In conclusion, the historical significance of jazz dances can be traced back to the African culture of the early 1700s. Jazz dance has grown from a cultural tradition into a world wide genre in dance. People throughout time have placed their own mark on the style and more people will evolve in the style as the years pass. Having studied jazz dance as my research topic, I have learned much more about the art from than I did when I was younger and "in love" with jazz dance. Jazz dance is a world thing that will enrich your life and I am glad that I have let it enrich mine.

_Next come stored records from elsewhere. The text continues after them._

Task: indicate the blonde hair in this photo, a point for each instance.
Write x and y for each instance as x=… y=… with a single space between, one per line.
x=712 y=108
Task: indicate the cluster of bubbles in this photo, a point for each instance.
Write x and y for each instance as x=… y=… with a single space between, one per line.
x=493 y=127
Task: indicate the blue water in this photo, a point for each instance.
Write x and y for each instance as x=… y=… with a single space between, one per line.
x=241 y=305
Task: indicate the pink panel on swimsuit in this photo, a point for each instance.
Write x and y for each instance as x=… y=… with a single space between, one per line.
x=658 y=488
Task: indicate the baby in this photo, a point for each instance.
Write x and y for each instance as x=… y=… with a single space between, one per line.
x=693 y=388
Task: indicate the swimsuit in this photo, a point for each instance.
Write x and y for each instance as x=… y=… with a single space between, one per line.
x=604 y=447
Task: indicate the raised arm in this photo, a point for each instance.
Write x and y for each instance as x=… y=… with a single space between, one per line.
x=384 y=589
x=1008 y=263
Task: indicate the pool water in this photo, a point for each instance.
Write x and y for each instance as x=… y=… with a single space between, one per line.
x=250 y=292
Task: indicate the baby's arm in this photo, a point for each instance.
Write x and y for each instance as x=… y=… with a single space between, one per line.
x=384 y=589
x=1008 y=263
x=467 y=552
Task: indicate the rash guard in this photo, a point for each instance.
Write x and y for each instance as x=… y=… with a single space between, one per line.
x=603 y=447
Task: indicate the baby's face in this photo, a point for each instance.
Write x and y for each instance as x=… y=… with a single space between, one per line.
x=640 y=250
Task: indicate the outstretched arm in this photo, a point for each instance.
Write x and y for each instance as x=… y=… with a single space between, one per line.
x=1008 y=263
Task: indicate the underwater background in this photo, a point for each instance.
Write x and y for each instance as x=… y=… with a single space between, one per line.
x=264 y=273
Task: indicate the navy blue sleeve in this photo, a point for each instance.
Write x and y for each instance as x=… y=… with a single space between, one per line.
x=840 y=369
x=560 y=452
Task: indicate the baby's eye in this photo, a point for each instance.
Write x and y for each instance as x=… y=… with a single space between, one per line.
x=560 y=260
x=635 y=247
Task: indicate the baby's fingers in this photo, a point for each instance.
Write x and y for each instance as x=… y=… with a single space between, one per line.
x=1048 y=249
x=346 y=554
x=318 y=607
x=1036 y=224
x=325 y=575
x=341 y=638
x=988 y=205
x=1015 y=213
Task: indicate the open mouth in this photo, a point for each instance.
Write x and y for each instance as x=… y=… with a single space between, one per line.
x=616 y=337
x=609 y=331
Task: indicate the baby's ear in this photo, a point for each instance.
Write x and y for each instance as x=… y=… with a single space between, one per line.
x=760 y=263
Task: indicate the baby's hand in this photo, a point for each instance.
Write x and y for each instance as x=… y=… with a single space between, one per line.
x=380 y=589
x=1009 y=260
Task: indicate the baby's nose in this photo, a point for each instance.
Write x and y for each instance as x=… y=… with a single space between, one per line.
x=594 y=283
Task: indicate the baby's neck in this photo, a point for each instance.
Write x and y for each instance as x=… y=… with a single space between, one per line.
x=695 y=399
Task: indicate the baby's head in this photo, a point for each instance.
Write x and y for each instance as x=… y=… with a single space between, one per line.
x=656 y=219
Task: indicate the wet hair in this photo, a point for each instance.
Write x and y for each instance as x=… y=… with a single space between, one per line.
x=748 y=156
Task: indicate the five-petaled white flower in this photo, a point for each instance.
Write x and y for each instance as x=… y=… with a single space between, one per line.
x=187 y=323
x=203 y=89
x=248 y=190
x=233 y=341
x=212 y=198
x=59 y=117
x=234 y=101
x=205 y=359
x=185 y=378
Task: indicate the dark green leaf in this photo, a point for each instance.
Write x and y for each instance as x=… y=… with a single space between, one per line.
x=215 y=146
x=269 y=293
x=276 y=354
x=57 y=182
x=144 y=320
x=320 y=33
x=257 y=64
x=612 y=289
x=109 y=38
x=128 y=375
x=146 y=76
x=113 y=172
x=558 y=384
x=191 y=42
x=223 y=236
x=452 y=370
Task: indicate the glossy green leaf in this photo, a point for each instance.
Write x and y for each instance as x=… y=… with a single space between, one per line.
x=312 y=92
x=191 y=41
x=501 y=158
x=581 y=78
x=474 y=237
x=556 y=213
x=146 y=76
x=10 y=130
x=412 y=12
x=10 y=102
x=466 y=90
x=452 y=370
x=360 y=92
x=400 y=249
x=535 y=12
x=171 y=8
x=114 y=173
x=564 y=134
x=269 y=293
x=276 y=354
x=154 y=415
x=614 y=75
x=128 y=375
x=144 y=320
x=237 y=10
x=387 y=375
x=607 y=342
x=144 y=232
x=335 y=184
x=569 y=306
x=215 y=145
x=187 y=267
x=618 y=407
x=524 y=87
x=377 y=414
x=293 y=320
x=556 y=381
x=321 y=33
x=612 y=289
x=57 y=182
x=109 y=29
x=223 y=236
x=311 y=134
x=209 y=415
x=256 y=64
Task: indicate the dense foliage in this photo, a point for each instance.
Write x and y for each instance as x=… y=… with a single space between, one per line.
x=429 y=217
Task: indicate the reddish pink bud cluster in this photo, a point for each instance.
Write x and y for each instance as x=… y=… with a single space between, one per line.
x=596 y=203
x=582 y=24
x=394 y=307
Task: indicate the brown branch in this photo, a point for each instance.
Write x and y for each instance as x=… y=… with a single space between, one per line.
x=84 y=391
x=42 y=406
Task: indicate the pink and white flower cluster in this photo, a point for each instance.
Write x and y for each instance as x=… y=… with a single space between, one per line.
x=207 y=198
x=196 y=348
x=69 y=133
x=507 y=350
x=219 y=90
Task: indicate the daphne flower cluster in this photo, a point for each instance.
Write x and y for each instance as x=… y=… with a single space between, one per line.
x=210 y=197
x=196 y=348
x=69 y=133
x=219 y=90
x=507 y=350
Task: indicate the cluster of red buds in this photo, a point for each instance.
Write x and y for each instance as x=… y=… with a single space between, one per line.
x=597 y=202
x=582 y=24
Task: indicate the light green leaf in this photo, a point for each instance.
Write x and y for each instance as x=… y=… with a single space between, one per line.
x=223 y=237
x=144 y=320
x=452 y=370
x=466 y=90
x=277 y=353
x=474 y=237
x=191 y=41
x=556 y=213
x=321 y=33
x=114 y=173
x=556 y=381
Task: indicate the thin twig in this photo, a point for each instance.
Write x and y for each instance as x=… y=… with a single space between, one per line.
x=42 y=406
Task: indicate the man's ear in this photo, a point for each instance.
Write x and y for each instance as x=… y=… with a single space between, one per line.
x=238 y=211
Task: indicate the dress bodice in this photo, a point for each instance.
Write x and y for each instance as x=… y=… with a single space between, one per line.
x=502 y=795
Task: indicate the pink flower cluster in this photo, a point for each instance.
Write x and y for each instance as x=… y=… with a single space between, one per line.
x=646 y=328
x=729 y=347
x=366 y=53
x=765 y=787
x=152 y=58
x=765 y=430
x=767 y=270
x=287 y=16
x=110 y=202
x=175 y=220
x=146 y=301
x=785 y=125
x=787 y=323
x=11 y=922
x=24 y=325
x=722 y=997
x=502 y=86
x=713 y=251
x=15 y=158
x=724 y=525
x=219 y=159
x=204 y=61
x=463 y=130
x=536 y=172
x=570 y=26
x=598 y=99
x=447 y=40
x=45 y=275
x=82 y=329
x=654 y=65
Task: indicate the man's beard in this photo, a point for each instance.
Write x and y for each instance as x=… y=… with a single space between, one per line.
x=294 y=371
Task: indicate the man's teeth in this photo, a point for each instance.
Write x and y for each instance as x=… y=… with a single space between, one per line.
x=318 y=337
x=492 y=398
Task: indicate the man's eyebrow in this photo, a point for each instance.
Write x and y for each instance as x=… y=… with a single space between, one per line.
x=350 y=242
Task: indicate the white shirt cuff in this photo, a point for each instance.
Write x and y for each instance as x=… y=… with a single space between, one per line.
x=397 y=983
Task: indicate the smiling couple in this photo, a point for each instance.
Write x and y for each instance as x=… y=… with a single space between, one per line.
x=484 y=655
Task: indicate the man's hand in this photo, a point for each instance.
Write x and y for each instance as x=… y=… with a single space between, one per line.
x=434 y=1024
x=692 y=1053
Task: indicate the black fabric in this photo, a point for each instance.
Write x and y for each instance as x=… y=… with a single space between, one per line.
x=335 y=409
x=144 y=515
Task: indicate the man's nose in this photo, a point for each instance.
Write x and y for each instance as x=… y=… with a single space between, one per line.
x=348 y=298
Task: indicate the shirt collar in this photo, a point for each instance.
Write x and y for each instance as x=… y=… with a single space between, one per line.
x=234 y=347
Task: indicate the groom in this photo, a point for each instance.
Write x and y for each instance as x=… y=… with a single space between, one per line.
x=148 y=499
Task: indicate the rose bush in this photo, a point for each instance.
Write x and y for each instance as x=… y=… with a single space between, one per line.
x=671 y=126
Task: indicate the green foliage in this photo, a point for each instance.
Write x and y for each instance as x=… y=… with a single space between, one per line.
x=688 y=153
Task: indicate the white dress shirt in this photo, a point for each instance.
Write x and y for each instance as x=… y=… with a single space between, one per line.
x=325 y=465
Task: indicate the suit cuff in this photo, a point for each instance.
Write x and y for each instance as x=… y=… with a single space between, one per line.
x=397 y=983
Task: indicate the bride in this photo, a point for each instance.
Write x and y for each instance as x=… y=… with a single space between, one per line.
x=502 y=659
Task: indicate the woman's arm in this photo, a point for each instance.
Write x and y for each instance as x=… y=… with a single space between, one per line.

Stearns, Marshall, & Stearns, Jean. (1979). Jazz Dance: The Story of American Vernacular Dance. New York : Schrimer Books.

Kraines, Miranda Goodman, & Pryor, Esther. (2005). Jump Into Jazz: The Basics and Beyond for the Jazz Dance Student. Boston : McGraw-Hill.

Hatchett, Frank, & Gitlin, Nancy Myers. (2000). Frank Hatchett's Jazz Dance.

United States : Human Kinetics.

Kriegel , Lorraine Person, & Vaccarro, Kimberly Chandler. (1994). Jazz Dance Today. Minnesota : West Publishing Company.

Patrick. (2003). News: " Chicago " wins 3 SAG Awards!. Retrieved November 1, 2005 from http://www.efanguide.com/~chicago/index.html#

Patrick. (2003). Oscars: ' Chicago ' Big Winner at 75th Academy Awards!. Retrieved November 1, 2005 from http://www.efanguide.com/~chicago/index.html#

Richards, Martin (Producer), Marshall, Rob (Director). (2002). Chicago [Motion Picture]. United States : Miramax.